The COVID-19 pandemic may have physically closed campus, but that hasn’t stopped students such as graduating senior Emma Gregory from making an impact.
“I’m really passionate about the way that people engage with the environment and the way that the environment influences people’s health and their culture,” said Gregory, an environmental science and policy student in George Mason University’s Honors College.
As president and founder of the student organization Mason Environmental Justice Alliance, Gregory and other student leaders planned the Virginia Environmental Justice Summit for late March. When holding the conference in-person was no longer an option, they quickly re-structured it for online.
“We engaged about 75 students throughout the state of Virginia around environmental justice issues that are impacting local Virginia communities [such as] mining and pipelines, water quality and access, and food justice,” Gregory said.
Even before enrolling at Mason, the university was part of Gregory’s academic journey.
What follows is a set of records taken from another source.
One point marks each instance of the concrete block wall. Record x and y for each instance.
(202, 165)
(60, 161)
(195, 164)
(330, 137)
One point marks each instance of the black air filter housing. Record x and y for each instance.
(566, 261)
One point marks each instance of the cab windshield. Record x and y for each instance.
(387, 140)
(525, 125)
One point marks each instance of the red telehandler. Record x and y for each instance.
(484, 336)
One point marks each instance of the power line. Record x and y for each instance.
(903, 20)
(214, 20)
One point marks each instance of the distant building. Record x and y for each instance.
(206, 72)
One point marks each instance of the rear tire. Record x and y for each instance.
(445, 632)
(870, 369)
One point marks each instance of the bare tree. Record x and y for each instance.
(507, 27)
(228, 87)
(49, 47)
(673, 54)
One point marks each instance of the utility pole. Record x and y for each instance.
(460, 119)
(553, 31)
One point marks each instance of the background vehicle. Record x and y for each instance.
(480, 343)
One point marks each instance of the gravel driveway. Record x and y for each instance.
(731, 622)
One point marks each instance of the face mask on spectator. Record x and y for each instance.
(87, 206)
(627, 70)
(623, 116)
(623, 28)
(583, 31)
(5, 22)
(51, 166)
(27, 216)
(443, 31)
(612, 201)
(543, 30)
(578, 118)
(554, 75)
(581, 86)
As a high schooler, she attended the Washington Youth Summit on the Environment (WYSE) hosted by Mason, National Geographic Society, and the Smithsonian Institution.
“It’s always broken my heart to see the way that humanity has treated nature,” Gregory said. “I have always been passionate about [the environment], and WYSE opened up my eyes to the opportunities that I could make it into a career.”
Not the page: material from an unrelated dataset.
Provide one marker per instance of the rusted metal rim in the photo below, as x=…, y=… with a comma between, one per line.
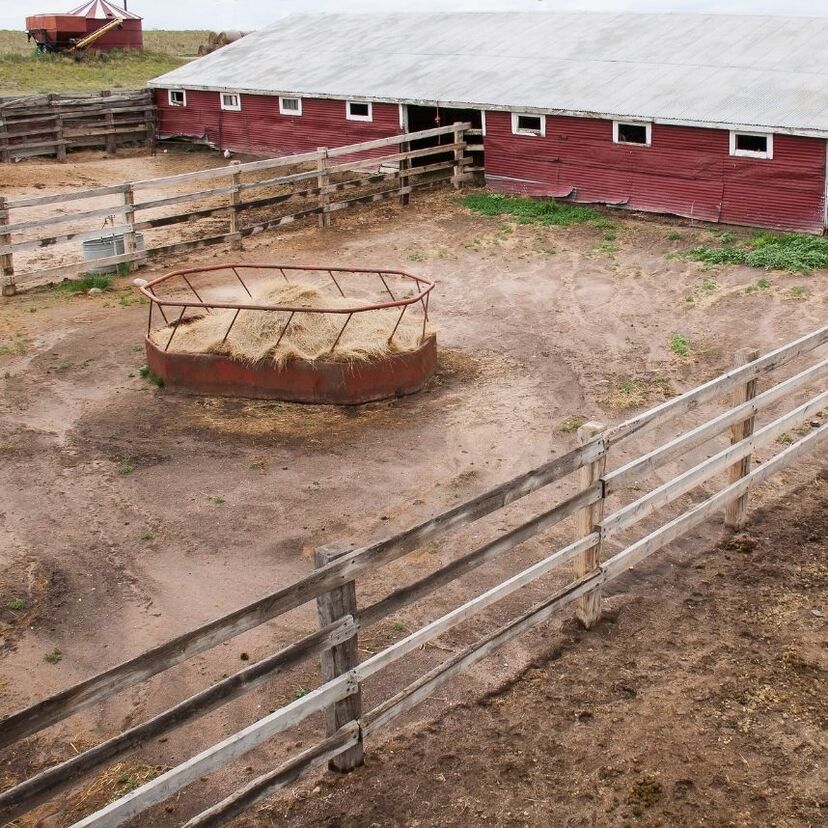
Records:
x=424, y=287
Since coming to Mason, Gregory has capitalized on experiential learning opportunities, including interning with the world-renowned Nature Conservancy, the Tahoe Regional Planning Agency, and Mason’s Office of Sustainability and Parking and Transportation Services.
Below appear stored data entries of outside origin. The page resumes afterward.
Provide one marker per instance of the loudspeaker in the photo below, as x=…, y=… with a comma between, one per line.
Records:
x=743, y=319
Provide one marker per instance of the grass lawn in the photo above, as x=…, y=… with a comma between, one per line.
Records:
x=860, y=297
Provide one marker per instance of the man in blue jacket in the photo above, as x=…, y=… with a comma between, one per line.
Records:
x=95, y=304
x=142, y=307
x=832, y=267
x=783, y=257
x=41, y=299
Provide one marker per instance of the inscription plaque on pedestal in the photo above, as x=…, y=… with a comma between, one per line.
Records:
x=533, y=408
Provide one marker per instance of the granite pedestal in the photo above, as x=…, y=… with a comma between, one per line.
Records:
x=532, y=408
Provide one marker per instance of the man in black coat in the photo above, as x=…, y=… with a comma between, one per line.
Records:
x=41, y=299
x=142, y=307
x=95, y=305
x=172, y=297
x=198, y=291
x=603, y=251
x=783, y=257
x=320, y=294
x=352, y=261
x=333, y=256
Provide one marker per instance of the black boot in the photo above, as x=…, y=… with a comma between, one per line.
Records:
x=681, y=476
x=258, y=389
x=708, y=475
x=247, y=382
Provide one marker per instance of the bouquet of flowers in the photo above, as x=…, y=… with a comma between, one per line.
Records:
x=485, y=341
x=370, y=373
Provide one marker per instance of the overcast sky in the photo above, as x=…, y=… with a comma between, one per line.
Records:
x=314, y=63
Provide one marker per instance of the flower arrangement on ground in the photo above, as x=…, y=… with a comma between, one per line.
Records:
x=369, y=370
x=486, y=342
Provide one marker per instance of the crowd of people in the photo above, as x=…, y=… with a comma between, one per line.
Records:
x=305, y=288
She also studied environmental humanities and natural resource conservation abroad in Oxford, participated in a study abroad program to the Peruvian Amazon, and spent “the best semester of [her] academic career” learning about biodiversity at the Smithsonian-Mason School of Conservation.
“My favorite thing about Mason is that you really can take your education and your interests and run with them,” Gregory said, adding that University Career Services and professors such as Stephanie Lessard-Pilon, Jim McNeil, Cynthia Smith and Dann Sklarew supported her along the way.
“They were great mentors, gave me a lot of advice, and were always willing to help me out, even outside of the classroom,” Gregory said.
Empowering people to make conservation-minded decisions and engaging people in the environmental movement are Gregory’s main goals, she said. After graduating, she wants to work for an environmental nonprofit, doing community outreach.
Her professors think she is poised to do so.
“Emma is incredibly smart, thoughtful and dedicated; she understands the science of the environment, but also understands that to make an impact, you have to work with people,” Lessard-Pilon said. “My students often leave me optimistic about the future, but Emma stands out as someone with the potential to create lasting change.”